Liz used to be a bookkeeper so unsurprisingly Mark did ask her to help him understand the way Sage works. Liz is open to helping him but very sensibly expects him to pay her if she does!
She likes gardening and arts and crafts but she feels she doesn’t do as much as she wants to. If I didn’t work I would do a lot more of this.
In addition she likes art and comments that her feelings towards art is the same as Mark’s towards cars. She also enjoys going to music concerts and has friends that she does that with. It’s not Mark’s thing and she says he would rather sit in a pub!
We move on to talk about their passion for cars and hear they both go to summer car shows together. Mark says that they have a car for everyday of the week and we are invited to take a look at some of them. The garage cleverly has a ramp that allows two cars to be stored one above the other.

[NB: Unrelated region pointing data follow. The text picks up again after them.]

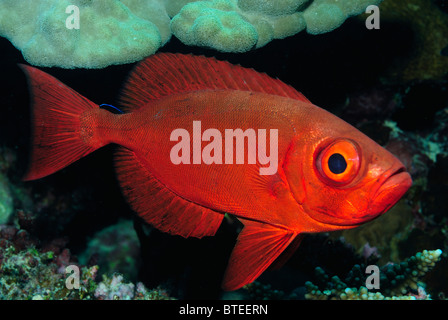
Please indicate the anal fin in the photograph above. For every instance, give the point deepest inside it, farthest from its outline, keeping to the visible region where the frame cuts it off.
(158, 205)
(257, 247)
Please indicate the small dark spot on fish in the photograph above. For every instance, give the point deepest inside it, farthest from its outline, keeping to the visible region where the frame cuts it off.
(444, 51)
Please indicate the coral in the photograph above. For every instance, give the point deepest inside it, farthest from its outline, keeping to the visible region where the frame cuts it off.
(117, 32)
(28, 272)
(109, 33)
(397, 281)
(240, 25)
(114, 288)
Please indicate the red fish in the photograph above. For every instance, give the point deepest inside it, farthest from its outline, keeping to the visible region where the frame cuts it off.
(329, 176)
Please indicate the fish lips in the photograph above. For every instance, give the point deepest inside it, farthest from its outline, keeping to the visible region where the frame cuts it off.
(390, 188)
(394, 186)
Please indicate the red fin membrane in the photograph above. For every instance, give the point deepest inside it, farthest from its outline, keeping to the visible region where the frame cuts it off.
(56, 139)
(164, 74)
(159, 206)
(257, 247)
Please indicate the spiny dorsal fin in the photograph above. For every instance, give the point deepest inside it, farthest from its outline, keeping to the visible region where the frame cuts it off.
(164, 74)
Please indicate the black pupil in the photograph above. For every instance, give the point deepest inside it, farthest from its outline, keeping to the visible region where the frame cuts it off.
(337, 163)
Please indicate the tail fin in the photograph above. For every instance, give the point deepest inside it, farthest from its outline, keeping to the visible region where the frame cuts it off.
(56, 134)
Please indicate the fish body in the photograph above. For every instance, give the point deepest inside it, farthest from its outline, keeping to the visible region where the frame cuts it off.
(323, 174)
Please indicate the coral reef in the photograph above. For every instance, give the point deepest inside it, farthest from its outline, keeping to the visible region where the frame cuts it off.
(98, 33)
(114, 249)
(28, 272)
(114, 288)
(397, 281)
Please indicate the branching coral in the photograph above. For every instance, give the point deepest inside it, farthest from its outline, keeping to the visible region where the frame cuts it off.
(397, 281)
(116, 32)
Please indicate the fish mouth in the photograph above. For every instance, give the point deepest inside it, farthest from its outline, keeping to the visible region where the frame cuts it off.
(394, 185)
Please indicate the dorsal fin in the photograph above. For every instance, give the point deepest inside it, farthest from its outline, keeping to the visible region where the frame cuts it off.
(164, 74)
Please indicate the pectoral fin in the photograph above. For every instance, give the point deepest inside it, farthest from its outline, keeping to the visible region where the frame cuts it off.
(257, 247)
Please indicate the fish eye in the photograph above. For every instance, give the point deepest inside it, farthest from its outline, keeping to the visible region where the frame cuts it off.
(338, 163)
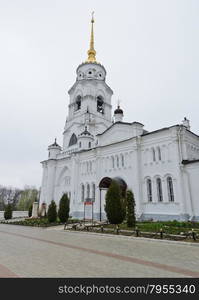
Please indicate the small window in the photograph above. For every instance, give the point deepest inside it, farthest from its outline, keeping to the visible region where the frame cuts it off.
(159, 189)
(113, 162)
(78, 103)
(149, 190)
(82, 196)
(159, 153)
(88, 191)
(117, 160)
(93, 192)
(122, 160)
(100, 104)
(73, 140)
(170, 189)
(153, 153)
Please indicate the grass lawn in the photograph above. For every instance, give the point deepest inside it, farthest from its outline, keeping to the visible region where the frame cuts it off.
(170, 227)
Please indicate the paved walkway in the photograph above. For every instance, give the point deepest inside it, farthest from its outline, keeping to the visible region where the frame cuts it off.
(37, 252)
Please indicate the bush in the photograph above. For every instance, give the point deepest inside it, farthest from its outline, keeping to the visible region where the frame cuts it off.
(64, 207)
(130, 211)
(8, 212)
(114, 205)
(52, 212)
(30, 211)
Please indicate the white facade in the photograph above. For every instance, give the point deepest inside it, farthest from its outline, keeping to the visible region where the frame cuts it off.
(160, 167)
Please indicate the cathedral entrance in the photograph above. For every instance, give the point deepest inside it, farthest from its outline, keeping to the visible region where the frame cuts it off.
(104, 185)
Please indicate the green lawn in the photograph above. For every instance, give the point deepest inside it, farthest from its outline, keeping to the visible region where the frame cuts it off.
(170, 227)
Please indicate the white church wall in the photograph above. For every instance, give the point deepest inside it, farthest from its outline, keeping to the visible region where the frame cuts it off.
(192, 172)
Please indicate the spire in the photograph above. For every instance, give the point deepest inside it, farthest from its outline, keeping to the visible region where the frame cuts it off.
(91, 52)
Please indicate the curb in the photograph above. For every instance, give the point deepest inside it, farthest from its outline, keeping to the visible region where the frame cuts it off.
(133, 238)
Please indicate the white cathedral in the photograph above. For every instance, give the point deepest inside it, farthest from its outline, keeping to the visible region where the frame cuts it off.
(161, 167)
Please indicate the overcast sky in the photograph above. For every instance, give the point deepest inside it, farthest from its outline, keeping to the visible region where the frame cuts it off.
(149, 48)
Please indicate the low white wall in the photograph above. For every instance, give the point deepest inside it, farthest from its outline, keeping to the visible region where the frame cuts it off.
(15, 214)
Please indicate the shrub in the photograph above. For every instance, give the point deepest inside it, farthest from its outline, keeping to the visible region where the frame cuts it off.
(130, 211)
(64, 207)
(114, 205)
(52, 212)
(8, 212)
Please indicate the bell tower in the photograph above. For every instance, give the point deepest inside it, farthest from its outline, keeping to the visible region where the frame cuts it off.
(90, 100)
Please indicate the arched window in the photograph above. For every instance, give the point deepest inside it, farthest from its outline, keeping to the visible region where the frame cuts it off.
(117, 161)
(122, 160)
(88, 191)
(113, 162)
(93, 192)
(153, 153)
(149, 190)
(159, 189)
(78, 102)
(159, 153)
(82, 196)
(73, 140)
(100, 104)
(170, 189)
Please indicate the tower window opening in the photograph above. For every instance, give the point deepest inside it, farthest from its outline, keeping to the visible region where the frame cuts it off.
(78, 103)
(100, 104)
(73, 140)
(159, 189)
(149, 190)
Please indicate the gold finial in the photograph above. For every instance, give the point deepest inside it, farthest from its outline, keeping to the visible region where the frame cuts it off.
(91, 52)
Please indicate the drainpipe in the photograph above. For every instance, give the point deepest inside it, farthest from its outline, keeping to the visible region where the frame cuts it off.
(182, 167)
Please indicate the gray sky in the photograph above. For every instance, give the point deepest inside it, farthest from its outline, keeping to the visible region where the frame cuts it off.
(148, 47)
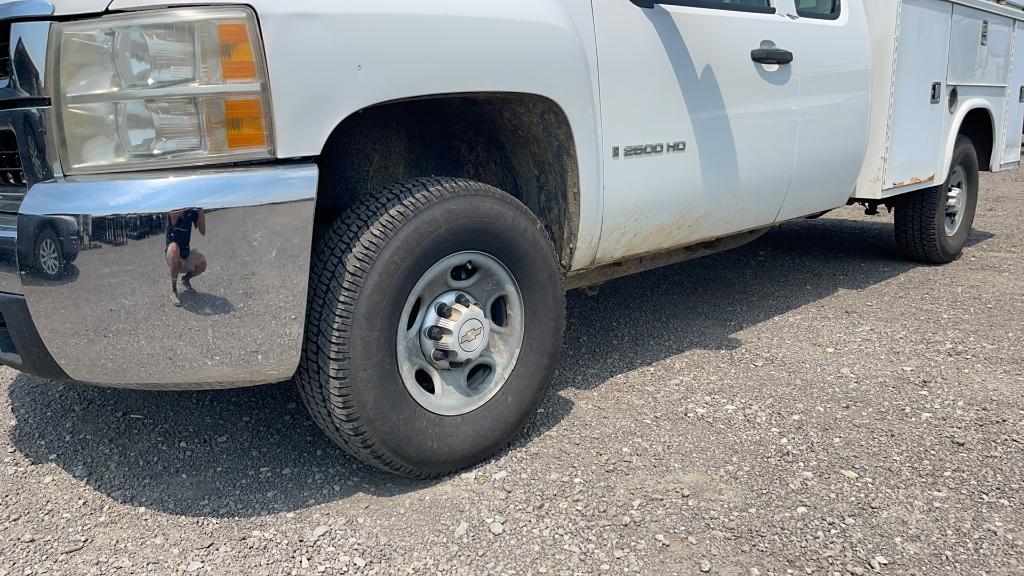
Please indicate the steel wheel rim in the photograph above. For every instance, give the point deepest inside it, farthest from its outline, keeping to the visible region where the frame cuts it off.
(955, 201)
(48, 256)
(463, 388)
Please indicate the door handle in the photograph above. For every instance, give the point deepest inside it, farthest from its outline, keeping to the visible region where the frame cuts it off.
(771, 55)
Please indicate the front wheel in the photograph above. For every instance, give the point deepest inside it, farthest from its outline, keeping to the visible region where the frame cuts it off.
(49, 260)
(933, 224)
(435, 319)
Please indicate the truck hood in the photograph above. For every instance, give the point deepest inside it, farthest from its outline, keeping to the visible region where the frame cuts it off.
(64, 7)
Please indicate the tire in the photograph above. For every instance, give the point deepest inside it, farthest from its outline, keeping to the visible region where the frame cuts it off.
(366, 268)
(922, 232)
(47, 256)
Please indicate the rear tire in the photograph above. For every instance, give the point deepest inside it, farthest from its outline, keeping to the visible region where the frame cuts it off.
(367, 268)
(933, 224)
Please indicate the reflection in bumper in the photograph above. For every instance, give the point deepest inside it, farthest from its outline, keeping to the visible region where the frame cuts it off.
(110, 319)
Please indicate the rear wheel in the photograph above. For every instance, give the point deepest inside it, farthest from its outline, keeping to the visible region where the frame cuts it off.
(435, 318)
(933, 224)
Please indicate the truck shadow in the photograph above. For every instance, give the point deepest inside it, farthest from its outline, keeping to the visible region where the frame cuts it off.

A BMW M6 and a Porsche 930 Turbo both straight out of the 1980’s. As Mark puts it, you can’t go wrong with German engineering. They reminisce that growing up they wouldn’t have been able to afford these, but now of course they can.
Throughout our meeting we have been entertained by two very friendly Labradoodles, Poppy and Pebbles, both of whom appear to think that they should have been the subject of the interview!
You come away from meeting Mark & Liz feeling that these are two people living their lives to the full. I think their view of retirement would be quite different to many people.
This article first appeared in the March 2018 edition of Informed, our client magazine.